Quando ero bambino (un sacco di anni fa, sì), tutto andava abbastanza bene: c’erano le mezze stagioni; il cinematografo era un divertimento meraviglioso; ci potevamo permettere la carne una volta a settimana ma mia mamma, grande cuoca, sapeva appagarci tutti i giorni; la guerra in Europa era un ricordo e di lontane guerre in posti sconosciuti si sentiva a malapena parlare in TV. Chi ce l’aveva. Naturalmente i miei genitori erano preoccupati per il confronto nucleare fra i blocchi, la crisi di Cuba etc., ma io che ne sapevo?
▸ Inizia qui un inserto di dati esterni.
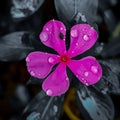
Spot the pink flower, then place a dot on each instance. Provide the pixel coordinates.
(87, 70)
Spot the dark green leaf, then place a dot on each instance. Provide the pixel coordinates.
(94, 105)
(112, 48)
(110, 81)
(13, 48)
(25, 8)
(76, 10)
(47, 108)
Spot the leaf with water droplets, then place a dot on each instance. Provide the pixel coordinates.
(13, 47)
(94, 105)
(76, 10)
(87, 70)
(112, 48)
(24, 8)
(109, 82)
(44, 107)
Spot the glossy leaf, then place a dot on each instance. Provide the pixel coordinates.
(94, 105)
(24, 8)
(13, 48)
(110, 81)
(112, 48)
(44, 107)
(76, 10)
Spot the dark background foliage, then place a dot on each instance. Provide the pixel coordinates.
(20, 25)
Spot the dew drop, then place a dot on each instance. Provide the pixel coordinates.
(77, 76)
(55, 108)
(86, 37)
(51, 60)
(39, 74)
(27, 59)
(72, 51)
(61, 28)
(32, 73)
(49, 92)
(47, 29)
(74, 33)
(86, 73)
(44, 36)
(67, 78)
(94, 69)
(76, 44)
(86, 84)
(61, 36)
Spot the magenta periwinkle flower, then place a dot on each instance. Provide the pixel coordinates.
(87, 70)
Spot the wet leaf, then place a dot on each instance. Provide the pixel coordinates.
(76, 10)
(94, 105)
(112, 48)
(13, 48)
(24, 8)
(44, 107)
(34, 81)
(110, 81)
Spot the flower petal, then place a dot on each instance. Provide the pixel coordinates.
(83, 37)
(53, 35)
(57, 83)
(87, 70)
(39, 64)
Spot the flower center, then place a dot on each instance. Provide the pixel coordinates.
(64, 58)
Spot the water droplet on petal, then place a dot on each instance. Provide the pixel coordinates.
(55, 108)
(86, 73)
(76, 44)
(72, 51)
(27, 59)
(86, 37)
(49, 92)
(44, 36)
(74, 33)
(67, 78)
(77, 76)
(47, 29)
(32, 73)
(61, 28)
(51, 60)
(39, 74)
(86, 84)
(94, 69)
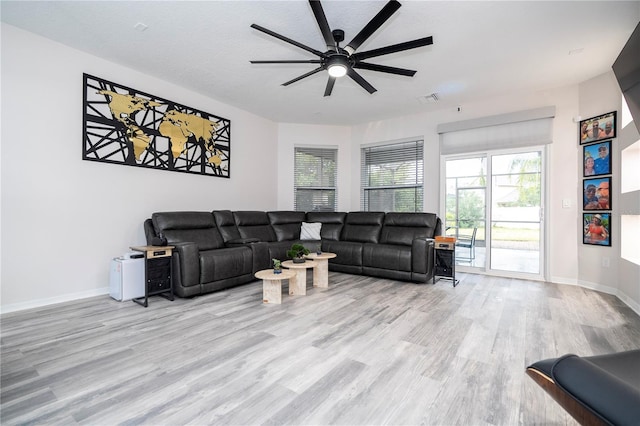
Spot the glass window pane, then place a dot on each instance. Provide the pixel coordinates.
(315, 177)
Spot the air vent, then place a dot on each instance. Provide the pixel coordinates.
(429, 99)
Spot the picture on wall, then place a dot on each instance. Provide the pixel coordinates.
(596, 229)
(126, 126)
(596, 194)
(598, 128)
(597, 160)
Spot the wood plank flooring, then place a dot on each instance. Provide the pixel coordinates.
(366, 351)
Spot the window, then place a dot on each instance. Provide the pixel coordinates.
(315, 177)
(392, 177)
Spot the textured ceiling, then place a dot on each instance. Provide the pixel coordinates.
(481, 49)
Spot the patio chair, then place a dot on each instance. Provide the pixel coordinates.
(468, 242)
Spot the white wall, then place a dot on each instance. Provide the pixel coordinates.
(63, 218)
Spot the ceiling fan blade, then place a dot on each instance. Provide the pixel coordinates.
(288, 40)
(318, 12)
(407, 45)
(308, 61)
(303, 76)
(384, 68)
(361, 81)
(377, 21)
(329, 88)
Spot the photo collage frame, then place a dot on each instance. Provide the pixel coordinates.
(596, 136)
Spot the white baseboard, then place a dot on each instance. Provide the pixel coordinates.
(38, 303)
(564, 280)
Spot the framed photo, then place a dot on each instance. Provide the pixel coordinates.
(596, 195)
(596, 229)
(597, 159)
(598, 128)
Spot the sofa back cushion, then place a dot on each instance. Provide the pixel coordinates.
(254, 224)
(403, 228)
(286, 224)
(226, 225)
(332, 223)
(362, 227)
(188, 227)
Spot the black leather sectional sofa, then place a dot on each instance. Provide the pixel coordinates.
(221, 249)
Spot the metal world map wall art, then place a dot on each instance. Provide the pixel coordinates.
(126, 126)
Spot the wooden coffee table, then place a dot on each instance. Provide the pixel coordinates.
(298, 284)
(321, 270)
(272, 284)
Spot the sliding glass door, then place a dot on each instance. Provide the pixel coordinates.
(494, 208)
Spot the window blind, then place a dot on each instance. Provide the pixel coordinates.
(392, 177)
(514, 130)
(315, 177)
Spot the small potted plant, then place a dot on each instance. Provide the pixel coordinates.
(277, 266)
(297, 253)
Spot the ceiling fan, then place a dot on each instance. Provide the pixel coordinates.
(339, 61)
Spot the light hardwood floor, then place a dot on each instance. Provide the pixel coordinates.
(366, 351)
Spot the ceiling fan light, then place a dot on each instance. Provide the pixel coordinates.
(337, 70)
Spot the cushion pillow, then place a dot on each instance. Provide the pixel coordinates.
(310, 230)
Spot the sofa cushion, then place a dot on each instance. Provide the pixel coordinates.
(362, 227)
(216, 265)
(254, 224)
(387, 256)
(185, 227)
(310, 230)
(286, 224)
(226, 225)
(403, 228)
(332, 223)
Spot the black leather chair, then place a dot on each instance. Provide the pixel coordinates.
(596, 390)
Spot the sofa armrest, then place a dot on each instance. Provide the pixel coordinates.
(422, 256)
(241, 242)
(186, 266)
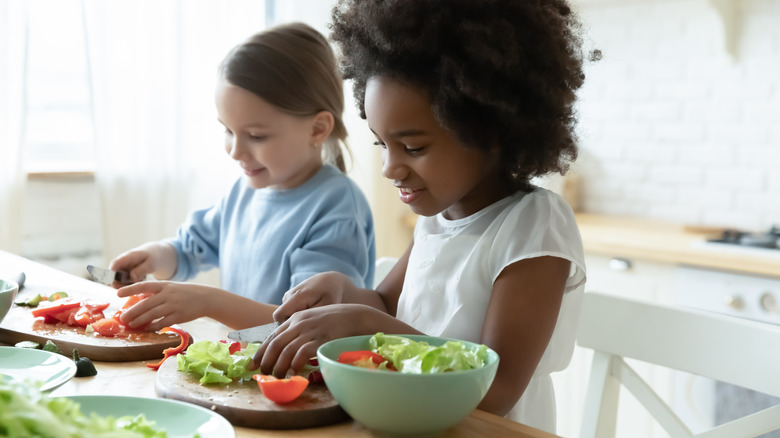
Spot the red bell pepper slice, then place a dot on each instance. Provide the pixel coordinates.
(56, 308)
(232, 346)
(363, 358)
(173, 351)
(281, 391)
(107, 327)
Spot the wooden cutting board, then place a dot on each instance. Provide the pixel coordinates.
(243, 404)
(19, 325)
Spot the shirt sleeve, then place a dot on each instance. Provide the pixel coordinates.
(339, 244)
(197, 243)
(542, 224)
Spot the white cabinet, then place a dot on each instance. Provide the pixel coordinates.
(631, 278)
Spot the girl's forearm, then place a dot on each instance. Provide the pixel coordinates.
(166, 260)
(235, 311)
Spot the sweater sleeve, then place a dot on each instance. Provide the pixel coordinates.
(197, 243)
(339, 244)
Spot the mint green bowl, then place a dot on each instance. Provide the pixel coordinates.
(8, 290)
(395, 404)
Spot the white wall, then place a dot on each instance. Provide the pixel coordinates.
(671, 126)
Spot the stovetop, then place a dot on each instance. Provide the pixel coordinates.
(767, 240)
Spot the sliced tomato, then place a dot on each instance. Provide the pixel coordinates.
(232, 346)
(281, 391)
(85, 317)
(132, 300)
(173, 351)
(94, 307)
(58, 307)
(107, 327)
(363, 358)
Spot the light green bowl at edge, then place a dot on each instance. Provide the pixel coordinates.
(395, 404)
(8, 291)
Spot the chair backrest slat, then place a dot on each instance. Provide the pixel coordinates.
(732, 350)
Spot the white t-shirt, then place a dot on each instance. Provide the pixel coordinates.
(454, 263)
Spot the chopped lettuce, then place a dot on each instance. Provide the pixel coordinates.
(409, 356)
(27, 412)
(214, 363)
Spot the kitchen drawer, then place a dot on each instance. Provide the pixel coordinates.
(631, 278)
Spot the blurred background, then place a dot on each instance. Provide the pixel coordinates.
(109, 138)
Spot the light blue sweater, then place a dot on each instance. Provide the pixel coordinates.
(266, 241)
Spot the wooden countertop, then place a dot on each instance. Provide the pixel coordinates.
(665, 242)
(135, 379)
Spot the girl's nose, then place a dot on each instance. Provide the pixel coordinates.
(233, 147)
(393, 167)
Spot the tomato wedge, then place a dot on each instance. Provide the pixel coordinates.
(281, 391)
(173, 351)
(133, 299)
(363, 358)
(232, 346)
(107, 326)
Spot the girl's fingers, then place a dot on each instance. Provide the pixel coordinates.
(306, 352)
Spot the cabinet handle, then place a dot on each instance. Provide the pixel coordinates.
(734, 301)
(619, 264)
(768, 302)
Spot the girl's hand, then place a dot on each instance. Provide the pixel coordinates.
(297, 339)
(169, 303)
(150, 258)
(318, 290)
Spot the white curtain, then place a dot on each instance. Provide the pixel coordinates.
(13, 42)
(158, 145)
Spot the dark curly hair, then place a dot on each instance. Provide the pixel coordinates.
(498, 72)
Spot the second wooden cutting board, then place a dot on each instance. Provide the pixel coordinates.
(19, 325)
(243, 404)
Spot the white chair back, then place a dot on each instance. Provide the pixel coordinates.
(382, 268)
(725, 348)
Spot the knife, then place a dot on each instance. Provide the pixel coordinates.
(107, 276)
(254, 334)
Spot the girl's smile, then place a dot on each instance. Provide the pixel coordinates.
(274, 149)
(433, 171)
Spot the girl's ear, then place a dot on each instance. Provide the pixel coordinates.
(322, 126)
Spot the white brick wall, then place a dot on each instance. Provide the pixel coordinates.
(672, 127)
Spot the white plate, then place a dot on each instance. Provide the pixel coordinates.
(179, 419)
(50, 369)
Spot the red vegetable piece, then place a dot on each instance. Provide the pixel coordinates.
(350, 357)
(107, 327)
(173, 351)
(281, 391)
(58, 307)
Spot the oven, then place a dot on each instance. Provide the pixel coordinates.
(704, 403)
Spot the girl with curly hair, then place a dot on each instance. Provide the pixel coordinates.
(468, 101)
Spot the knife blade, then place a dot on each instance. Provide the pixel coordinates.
(107, 276)
(254, 334)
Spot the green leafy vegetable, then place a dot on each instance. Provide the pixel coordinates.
(27, 412)
(214, 363)
(409, 356)
(84, 366)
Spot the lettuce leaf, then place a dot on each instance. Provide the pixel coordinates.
(410, 356)
(214, 363)
(27, 412)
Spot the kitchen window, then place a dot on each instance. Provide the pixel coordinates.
(58, 131)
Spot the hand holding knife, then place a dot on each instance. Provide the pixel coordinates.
(109, 277)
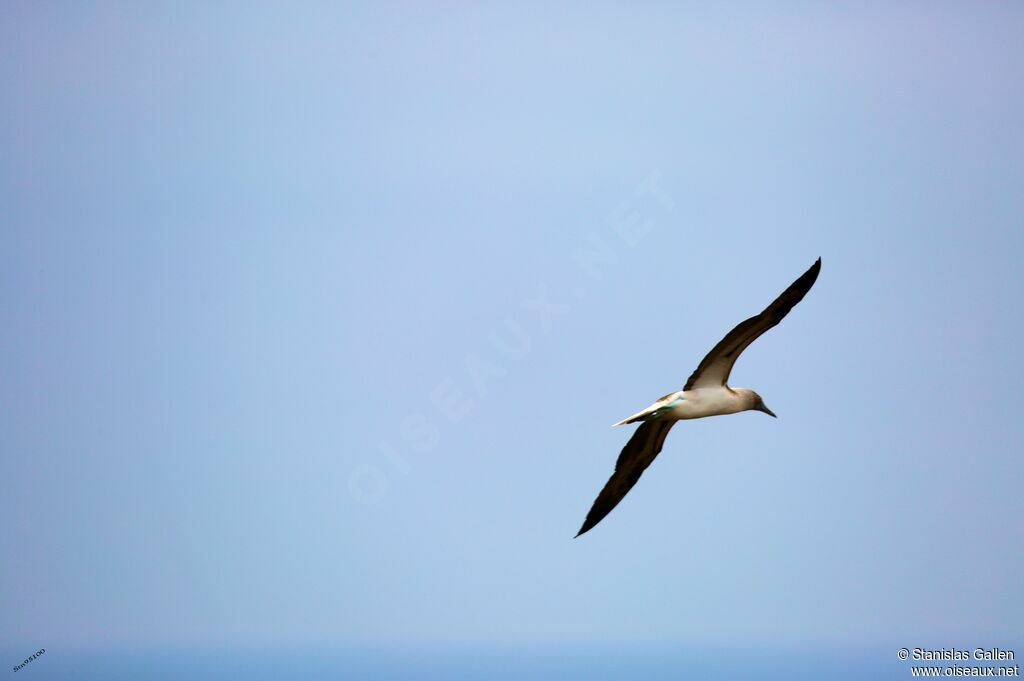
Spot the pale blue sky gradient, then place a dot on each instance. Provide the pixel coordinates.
(254, 259)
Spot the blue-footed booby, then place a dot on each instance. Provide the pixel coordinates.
(706, 393)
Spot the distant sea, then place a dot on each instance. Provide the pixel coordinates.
(460, 665)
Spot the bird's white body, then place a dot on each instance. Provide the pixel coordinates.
(696, 403)
(706, 393)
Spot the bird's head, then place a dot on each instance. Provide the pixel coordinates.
(754, 401)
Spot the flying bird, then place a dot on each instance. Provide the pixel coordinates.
(706, 393)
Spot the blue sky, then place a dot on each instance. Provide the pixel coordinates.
(315, 318)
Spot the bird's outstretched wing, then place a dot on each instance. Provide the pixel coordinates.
(714, 369)
(636, 456)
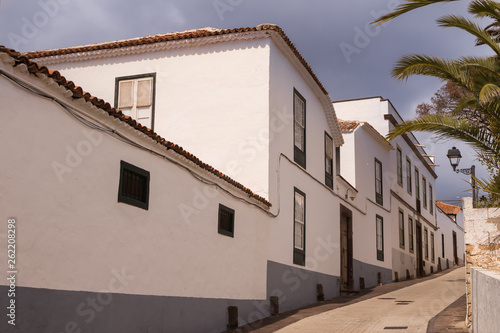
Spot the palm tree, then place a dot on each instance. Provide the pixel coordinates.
(478, 76)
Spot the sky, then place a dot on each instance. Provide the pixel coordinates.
(352, 58)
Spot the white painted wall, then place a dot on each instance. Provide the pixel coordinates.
(322, 205)
(373, 110)
(446, 227)
(73, 234)
(213, 100)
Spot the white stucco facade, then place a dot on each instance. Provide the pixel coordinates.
(401, 190)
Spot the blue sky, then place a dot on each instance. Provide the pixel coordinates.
(350, 57)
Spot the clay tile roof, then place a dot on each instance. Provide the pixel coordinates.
(347, 126)
(33, 68)
(188, 34)
(447, 208)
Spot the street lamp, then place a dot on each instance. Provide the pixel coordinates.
(454, 156)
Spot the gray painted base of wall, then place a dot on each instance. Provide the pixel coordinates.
(296, 287)
(370, 274)
(56, 311)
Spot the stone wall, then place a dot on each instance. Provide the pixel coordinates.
(482, 243)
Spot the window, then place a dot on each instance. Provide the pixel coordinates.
(399, 160)
(379, 198)
(431, 200)
(432, 247)
(442, 245)
(426, 243)
(401, 229)
(337, 160)
(226, 221)
(299, 117)
(134, 96)
(299, 257)
(328, 161)
(424, 192)
(380, 238)
(134, 186)
(410, 233)
(408, 175)
(417, 184)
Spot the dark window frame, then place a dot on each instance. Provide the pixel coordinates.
(431, 199)
(426, 243)
(337, 160)
(442, 245)
(299, 156)
(433, 248)
(399, 161)
(424, 192)
(379, 197)
(299, 255)
(328, 175)
(380, 253)
(222, 210)
(136, 77)
(401, 228)
(411, 242)
(122, 197)
(408, 176)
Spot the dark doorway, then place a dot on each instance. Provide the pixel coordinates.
(418, 252)
(455, 255)
(346, 264)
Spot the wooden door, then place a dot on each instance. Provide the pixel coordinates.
(346, 257)
(420, 264)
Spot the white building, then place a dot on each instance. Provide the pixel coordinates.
(318, 218)
(410, 179)
(450, 244)
(103, 238)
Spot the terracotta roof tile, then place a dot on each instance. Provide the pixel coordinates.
(189, 34)
(78, 92)
(347, 126)
(447, 208)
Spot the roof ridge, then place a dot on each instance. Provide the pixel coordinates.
(78, 92)
(172, 36)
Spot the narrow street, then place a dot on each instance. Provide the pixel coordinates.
(405, 310)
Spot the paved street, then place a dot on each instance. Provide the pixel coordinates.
(405, 310)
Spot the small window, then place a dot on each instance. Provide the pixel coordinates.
(408, 175)
(299, 227)
(426, 243)
(431, 200)
(432, 247)
(380, 238)
(401, 229)
(328, 161)
(299, 117)
(399, 160)
(379, 198)
(424, 192)
(134, 186)
(410, 234)
(134, 96)
(337, 160)
(226, 221)
(442, 245)
(417, 184)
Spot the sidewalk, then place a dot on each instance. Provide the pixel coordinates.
(407, 306)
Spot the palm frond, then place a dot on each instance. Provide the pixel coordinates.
(471, 27)
(446, 127)
(410, 65)
(408, 6)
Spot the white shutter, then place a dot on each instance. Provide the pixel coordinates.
(125, 96)
(144, 95)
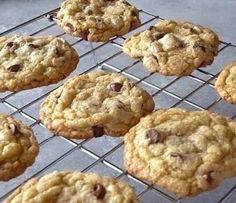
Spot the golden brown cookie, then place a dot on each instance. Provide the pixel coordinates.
(186, 152)
(97, 20)
(72, 187)
(18, 147)
(27, 62)
(173, 48)
(226, 83)
(94, 104)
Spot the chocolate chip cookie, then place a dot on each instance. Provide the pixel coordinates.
(173, 48)
(94, 104)
(185, 152)
(97, 20)
(18, 147)
(73, 186)
(27, 62)
(226, 83)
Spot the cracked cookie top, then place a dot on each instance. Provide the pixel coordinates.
(27, 62)
(226, 83)
(173, 48)
(18, 147)
(73, 186)
(97, 20)
(94, 104)
(185, 152)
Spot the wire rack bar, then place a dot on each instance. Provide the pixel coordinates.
(106, 64)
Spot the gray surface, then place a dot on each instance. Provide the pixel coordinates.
(105, 155)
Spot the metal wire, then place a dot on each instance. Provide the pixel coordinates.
(107, 64)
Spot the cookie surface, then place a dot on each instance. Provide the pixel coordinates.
(94, 104)
(226, 83)
(185, 152)
(173, 48)
(27, 62)
(71, 187)
(18, 147)
(97, 20)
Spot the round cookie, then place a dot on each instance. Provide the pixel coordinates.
(27, 62)
(173, 48)
(94, 104)
(73, 186)
(226, 83)
(18, 147)
(97, 20)
(185, 152)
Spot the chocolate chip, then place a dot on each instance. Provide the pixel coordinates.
(98, 131)
(34, 46)
(116, 87)
(155, 58)
(151, 28)
(158, 35)
(209, 177)
(79, 16)
(126, 3)
(200, 46)
(70, 27)
(154, 136)
(10, 44)
(99, 191)
(89, 12)
(84, 34)
(13, 128)
(14, 68)
(51, 16)
(176, 155)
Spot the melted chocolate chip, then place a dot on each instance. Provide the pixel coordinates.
(34, 46)
(89, 12)
(155, 58)
(10, 44)
(84, 34)
(209, 177)
(154, 136)
(200, 46)
(98, 131)
(79, 16)
(51, 16)
(126, 3)
(70, 27)
(176, 155)
(158, 35)
(13, 128)
(116, 87)
(99, 191)
(14, 68)
(151, 27)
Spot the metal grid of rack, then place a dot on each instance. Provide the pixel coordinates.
(195, 92)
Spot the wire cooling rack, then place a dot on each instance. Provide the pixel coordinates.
(104, 155)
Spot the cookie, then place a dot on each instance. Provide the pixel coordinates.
(18, 147)
(226, 83)
(94, 104)
(173, 48)
(73, 186)
(27, 62)
(97, 20)
(185, 152)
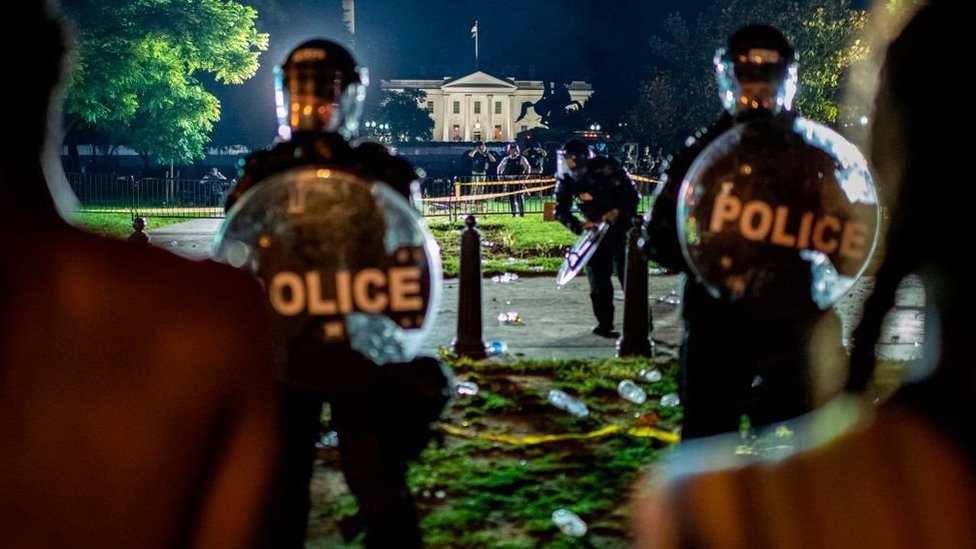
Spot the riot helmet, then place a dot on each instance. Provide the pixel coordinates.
(319, 89)
(571, 160)
(756, 71)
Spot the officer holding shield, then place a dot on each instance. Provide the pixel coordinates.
(772, 217)
(604, 193)
(351, 276)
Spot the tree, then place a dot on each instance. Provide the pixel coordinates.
(406, 113)
(679, 94)
(134, 75)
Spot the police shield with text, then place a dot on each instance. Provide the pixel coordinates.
(773, 217)
(352, 278)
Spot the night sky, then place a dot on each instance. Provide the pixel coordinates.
(600, 41)
(604, 42)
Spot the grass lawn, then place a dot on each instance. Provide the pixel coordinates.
(479, 489)
(523, 245)
(508, 458)
(117, 224)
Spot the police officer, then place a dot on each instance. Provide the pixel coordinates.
(735, 360)
(481, 158)
(902, 474)
(604, 192)
(536, 156)
(514, 166)
(382, 414)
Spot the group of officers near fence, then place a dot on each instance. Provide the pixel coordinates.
(351, 277)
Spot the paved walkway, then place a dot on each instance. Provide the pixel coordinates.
(556, 322)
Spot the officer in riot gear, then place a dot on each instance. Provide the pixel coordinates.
(604, 193)
(381, 408)
(747, 356)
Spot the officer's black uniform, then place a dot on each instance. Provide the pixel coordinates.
(735, 360)
(599, 185)
(381, 414)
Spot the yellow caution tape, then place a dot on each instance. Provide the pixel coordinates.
(644, 179)
(471, 198)
(526, 440)
(508, 182)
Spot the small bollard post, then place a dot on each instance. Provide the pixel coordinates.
(634, 340)
(139, 235)
(469, 342)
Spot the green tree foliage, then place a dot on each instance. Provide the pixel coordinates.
(134, 77)
(680, 95)
(406, 113)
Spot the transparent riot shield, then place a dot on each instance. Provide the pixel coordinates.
(781, 213)
(346, 264)
(580, 253)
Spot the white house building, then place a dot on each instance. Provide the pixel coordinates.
(482, 107)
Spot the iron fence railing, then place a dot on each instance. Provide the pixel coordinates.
(204, 198)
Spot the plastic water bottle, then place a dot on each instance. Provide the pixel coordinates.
(631, 391)
(569, 523)
(653, 375)
(328, 440)
(466, 388)
(670, 400)
(567, 403)
(495, 348)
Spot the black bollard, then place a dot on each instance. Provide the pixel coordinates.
(139, 235)
(633, 339)
(469, 342)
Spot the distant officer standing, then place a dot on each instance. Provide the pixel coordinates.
(513, 167)
(604, 192)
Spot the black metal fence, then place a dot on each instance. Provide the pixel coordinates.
(204, 198)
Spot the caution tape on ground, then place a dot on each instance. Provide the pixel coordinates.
(644, 179)
(500, 183)
(473, 197)
(527, 440)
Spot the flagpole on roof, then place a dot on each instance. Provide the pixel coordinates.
(474, 34)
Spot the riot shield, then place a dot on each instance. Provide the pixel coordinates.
(347, 264)
(581, 252)
(779, 212)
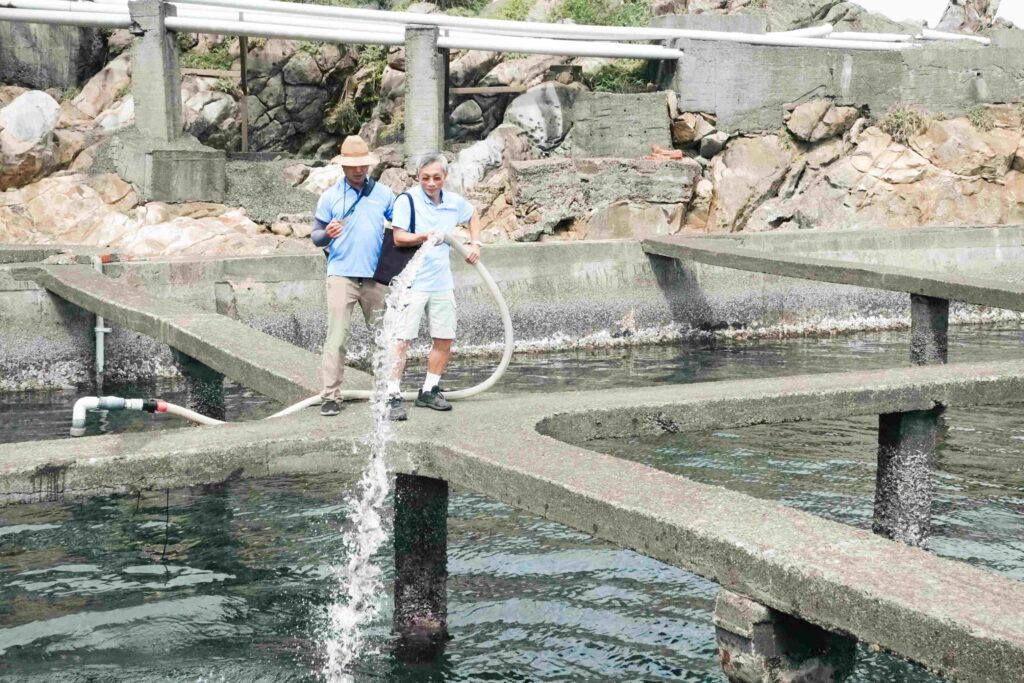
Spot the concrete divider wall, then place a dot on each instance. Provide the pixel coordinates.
(747, 86)
(560, 294)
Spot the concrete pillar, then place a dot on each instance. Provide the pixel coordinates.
(421, 566)
(929, 330)
(757, 644)
(156, 79)
(903, 486)
(424, 93)
(204, 386)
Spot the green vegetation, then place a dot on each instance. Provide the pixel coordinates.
(218, 58)
(621, 76)
(903, 122)
(515, 10)
(630, 12)
(310, 47)
(981, 118)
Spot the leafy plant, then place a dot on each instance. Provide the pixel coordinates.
(621, 76)
(903, 122)
(515, 10)
(981, 118)
(631, 12)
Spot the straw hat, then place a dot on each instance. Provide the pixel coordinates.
(354, 152)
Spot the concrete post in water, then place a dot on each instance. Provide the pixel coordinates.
(903, 487)
(421, 565)
(929, 330)
(424, 93)
(204, 386)
(156, 79)
(757, 644)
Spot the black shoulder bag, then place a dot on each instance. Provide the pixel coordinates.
(394, 259)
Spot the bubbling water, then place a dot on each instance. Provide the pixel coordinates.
(357, 591)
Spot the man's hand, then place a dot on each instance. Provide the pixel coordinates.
(334, 228)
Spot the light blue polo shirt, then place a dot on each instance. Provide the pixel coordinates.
(354, 253)
(435, 273)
Questo è durato a lungo. Sono cresciuto con l’impagabile lotta politica fra democristiani e comunisti, con l’idea degli italiani brava gente e dei poveri negri come sono trattati male in America, l’idea del crescente benessere e del boom (di bambini e di PIL), le prospettive di un mercato comune europeo, addirittura! Poi, più tardi, gli hippie, la guerra del Vietnam e Canzonissima, ma sì, tutti assieme mescolati in un unico spettacolo pirotecnico che si ammirava da lontano: tragedie e commedie, tutte assieme, in ben due canali televisivi!

Poi è accaduto che questo finto cerchio di innocenza si spezzasse.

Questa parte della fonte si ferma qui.